Method for preparing cationic electrodeposition coating: resin I 204.4 parts by weight (resin component 88.1 parts by volume), pigment paste V138.3 parts by weight (resin component 11.9 parts by volume, pigment component 15.
0 parts by volume), 2.4 parts by weight of dibutyltin laurate and 546.2 parts by weight of deionized water were added to prepare a cationic electrodeposition coating composition.

The same metal plate as in Example 1 was electrodeposited. The test results of this coated plate are shown in Table 1.

[Brief description of drawings]

FIG. 1 is a view showing a means for polishing an end portion of a metal plate in the embodiment. (1) glass plate, (2) sandpaper, (3) support, (4) metal plate, (5) holder.
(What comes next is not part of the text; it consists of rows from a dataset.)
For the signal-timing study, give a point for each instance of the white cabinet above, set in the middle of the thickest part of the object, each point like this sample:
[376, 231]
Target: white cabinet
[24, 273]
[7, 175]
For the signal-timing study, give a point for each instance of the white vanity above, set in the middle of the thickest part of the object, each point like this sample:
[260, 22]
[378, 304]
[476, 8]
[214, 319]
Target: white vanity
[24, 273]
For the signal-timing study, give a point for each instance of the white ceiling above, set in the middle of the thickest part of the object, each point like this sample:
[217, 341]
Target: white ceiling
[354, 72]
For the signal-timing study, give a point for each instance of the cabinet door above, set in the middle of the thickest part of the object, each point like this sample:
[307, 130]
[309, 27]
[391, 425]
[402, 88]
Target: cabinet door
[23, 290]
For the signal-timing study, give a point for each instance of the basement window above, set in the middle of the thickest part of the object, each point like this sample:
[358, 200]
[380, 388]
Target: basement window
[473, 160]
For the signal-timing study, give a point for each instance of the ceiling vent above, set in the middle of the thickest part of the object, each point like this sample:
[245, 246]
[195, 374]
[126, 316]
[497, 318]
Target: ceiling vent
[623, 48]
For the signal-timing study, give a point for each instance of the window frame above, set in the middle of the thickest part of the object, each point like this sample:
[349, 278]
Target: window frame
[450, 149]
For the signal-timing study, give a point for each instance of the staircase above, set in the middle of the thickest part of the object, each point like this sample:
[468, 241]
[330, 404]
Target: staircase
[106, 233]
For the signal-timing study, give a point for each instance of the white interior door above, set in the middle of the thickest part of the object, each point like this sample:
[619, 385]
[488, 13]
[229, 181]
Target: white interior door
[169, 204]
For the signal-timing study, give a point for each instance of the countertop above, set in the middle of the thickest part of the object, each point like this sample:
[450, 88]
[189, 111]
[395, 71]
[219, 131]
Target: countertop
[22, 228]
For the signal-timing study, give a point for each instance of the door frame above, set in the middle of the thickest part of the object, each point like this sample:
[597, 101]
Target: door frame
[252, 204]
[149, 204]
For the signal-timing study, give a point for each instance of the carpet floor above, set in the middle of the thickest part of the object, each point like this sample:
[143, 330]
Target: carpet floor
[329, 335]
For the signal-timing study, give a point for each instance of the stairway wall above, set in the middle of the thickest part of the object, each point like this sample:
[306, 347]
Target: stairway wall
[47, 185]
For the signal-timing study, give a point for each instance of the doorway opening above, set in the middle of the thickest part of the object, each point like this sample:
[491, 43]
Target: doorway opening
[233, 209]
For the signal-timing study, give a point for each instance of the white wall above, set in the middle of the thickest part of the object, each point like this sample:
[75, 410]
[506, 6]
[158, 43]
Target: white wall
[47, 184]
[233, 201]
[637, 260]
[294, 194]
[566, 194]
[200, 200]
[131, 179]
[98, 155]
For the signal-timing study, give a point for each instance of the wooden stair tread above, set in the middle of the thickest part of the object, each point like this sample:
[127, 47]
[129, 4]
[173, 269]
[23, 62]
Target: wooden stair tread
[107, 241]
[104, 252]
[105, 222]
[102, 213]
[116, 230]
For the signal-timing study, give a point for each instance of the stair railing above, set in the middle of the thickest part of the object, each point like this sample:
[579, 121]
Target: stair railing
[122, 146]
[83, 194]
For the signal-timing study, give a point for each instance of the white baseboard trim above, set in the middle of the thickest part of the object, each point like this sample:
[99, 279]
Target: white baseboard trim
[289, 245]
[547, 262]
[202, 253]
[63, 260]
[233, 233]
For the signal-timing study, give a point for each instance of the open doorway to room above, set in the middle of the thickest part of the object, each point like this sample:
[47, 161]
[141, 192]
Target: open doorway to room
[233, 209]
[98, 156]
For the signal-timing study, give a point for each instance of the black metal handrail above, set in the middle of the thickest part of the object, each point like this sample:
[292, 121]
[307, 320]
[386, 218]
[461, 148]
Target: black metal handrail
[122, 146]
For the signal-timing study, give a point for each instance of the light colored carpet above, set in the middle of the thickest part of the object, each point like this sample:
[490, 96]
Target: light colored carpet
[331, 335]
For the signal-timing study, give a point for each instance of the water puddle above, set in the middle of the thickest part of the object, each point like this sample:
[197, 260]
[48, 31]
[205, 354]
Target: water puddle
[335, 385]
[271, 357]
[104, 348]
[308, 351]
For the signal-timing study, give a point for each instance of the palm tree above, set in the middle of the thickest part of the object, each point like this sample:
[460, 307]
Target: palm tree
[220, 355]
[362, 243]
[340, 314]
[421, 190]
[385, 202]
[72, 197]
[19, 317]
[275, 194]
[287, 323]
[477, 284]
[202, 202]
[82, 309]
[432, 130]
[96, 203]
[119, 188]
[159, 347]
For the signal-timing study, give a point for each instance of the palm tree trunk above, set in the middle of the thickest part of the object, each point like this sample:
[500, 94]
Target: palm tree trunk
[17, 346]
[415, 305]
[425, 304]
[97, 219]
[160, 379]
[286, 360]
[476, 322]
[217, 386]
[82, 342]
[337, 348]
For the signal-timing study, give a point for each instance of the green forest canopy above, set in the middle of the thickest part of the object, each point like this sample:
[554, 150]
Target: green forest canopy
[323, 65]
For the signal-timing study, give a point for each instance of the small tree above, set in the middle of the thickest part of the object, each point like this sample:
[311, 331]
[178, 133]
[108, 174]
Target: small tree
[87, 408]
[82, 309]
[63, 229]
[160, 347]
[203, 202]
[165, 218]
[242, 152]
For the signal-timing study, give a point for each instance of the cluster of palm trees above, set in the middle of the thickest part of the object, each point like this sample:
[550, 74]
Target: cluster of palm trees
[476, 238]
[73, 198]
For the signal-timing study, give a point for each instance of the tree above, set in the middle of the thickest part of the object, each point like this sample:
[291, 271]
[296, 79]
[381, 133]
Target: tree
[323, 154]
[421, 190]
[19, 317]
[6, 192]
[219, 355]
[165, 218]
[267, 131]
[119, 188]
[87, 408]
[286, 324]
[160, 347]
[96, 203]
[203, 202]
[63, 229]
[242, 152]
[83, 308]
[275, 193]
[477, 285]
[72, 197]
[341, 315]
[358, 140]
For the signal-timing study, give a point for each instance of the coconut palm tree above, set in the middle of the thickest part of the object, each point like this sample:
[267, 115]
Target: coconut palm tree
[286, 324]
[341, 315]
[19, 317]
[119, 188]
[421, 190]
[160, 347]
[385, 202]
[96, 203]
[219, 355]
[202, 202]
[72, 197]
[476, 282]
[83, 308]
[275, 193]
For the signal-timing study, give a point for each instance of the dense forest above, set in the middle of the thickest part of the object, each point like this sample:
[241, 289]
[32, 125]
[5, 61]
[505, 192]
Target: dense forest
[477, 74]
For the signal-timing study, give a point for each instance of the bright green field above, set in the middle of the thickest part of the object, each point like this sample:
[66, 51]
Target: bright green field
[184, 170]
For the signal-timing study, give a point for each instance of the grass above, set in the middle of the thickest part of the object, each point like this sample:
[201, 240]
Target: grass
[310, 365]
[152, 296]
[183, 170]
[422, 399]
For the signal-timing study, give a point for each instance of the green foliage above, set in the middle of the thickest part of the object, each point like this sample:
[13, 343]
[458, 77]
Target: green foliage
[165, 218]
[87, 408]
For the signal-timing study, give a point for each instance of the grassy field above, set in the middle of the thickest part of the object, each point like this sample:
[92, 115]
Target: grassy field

 ─────────────────────────────────────────────────── ─── Continuation of the front page (56) Reference JP-A-57-2370 (JP, A) JP-A-50-91631 (JP, A) JP-A-53-59725 (JP, A) JP-A-58- 132047 (JP, A)

Claims (4)

[Claims] 1. To 100 parts by volume of resin (as solid content),
In a coating composition containing 10 to 20 parts by volume of a pigment,
The pigment is a condensed phosphate pigment that is poorly soluble in water,
A cationic electrodeposition coating composition containing 0% by volume. 2. A composition according to claim 1, wherein the condensed phosphate pigment is condensed aluminum phosphate. 3. The composition according to claim 1, wherein the pigment contains 10 to 96% by volume of a scaly pigment. 4. The scale-like pigment is mica, aluminum powder,
The composition of claim 3 selected from the group consisting of talc, aluminum silicate, and graphite.